Seis advogadas e três advogados foram presos na Bahia, na manhã de sexta-feira (3). Eles são investigados por suposto envolvimento com organizações criminosas. Valendo-se das prerrogativas profissionais, estabeleceriam uma comunicação entre líderes de facções presos e comparsas em liberdade que extrapola o exercício da advocacia.
Os profissionais acusados tiveram a prisão preventiva decretada. Além dos nove capturados, há um décimo investigado que não foi localizado e já é considerado procurado da Justiça. A seccional baiana da Ordem dos Advogados do Brasil (OAB-BA), por meio da Comissão de Prerrogativas, foi chamada para acompanhar as diligências.
A entidade foi acionada por meio de ofícios que não detalharam as diligências e os alvos. Por essa razão, a OAB-BA aguarda informações da Polícia Civil para instaurar eventuais procedimentos ético-disciplinares e acompanhar as apurações no âmbito criminal, “defendendo o devido processo legal, com respeito às prerrogativas da advocacia”.
As investigações são fruto de ação integrada entre as secretarias estaduais da Administração Penitenciária e Ressocialização (Seap) e da Segurança Pública (SSP), e o Ministério Público da Bahia (MP-BA).

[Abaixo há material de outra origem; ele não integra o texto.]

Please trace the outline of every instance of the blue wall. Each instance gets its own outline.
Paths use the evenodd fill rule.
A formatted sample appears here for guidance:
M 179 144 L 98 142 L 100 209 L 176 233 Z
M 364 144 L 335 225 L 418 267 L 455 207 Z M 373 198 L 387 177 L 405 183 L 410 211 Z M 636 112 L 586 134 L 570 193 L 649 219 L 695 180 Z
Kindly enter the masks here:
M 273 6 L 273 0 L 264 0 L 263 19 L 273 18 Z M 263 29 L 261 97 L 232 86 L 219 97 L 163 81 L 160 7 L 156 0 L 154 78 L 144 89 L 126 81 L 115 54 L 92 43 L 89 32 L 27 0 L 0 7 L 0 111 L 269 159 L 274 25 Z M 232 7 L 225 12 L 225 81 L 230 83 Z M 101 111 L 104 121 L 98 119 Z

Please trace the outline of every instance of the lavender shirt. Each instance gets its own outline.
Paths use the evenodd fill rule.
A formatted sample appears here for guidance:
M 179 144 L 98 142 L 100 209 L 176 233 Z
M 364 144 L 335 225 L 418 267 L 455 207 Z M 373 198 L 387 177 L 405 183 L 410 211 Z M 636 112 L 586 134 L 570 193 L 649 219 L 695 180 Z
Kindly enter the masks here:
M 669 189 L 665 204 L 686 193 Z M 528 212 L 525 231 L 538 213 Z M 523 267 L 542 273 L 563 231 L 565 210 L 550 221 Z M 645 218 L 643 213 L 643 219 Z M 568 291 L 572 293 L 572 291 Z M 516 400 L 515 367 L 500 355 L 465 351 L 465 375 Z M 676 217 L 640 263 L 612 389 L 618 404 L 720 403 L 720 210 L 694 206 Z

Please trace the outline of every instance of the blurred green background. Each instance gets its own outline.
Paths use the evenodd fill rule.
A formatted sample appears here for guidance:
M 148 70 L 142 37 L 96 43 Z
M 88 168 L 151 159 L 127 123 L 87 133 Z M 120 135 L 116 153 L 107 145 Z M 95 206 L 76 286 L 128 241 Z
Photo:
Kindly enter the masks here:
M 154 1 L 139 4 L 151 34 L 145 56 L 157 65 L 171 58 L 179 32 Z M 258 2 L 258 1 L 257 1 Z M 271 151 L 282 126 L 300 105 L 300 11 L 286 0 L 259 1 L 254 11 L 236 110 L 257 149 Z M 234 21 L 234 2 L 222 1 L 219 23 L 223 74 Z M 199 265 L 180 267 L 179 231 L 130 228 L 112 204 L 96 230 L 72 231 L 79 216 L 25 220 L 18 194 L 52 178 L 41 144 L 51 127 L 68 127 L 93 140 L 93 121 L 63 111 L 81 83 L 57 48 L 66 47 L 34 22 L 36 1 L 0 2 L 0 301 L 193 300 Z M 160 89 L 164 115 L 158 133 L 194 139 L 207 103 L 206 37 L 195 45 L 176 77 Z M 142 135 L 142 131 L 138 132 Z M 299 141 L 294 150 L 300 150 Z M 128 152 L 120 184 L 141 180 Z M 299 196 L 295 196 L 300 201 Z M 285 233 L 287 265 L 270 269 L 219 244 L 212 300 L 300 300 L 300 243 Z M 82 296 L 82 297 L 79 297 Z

Por ter como foco a atuação de advogados, a operação para cumprir as ordens de captura foi denominada de ‘Sintonia de Gravata’.
Segundo o titular da SSP, Marcelo Werner, os advogados executavam o “trânsito de informações de comando” sobre ataques a territórios de facções rivais e a compra e venda de drogas e armas. O secretário destacou que o papel dos acusados tinha relevância porque eles atuavam em unidade prisional de regime disciplinar diferenciado (RDD).
De acordo com promotores do Grupo de Atuação Especial de Combate às Organizações Criminosas (Gaeco), do MP-BA, as facções mantinham sofisticado esquema de comunicação clandestina, que permitia a continuidade das atividades criminosas mesmo com lideranças custodiadas em unidade prisional de segurança máxima.
Mediante o abuso e desvirtuamento das prerrogativas da classe, conforme acrescentaram os membros do Gaeco, os advogados teriam burlado o isolamento e a incomunicabilidade impostos aos faccionados presos, com a finalidade de viabilizar a gestão das organizações criminosas, inclusive quanto à movimentação de recursos financeiros.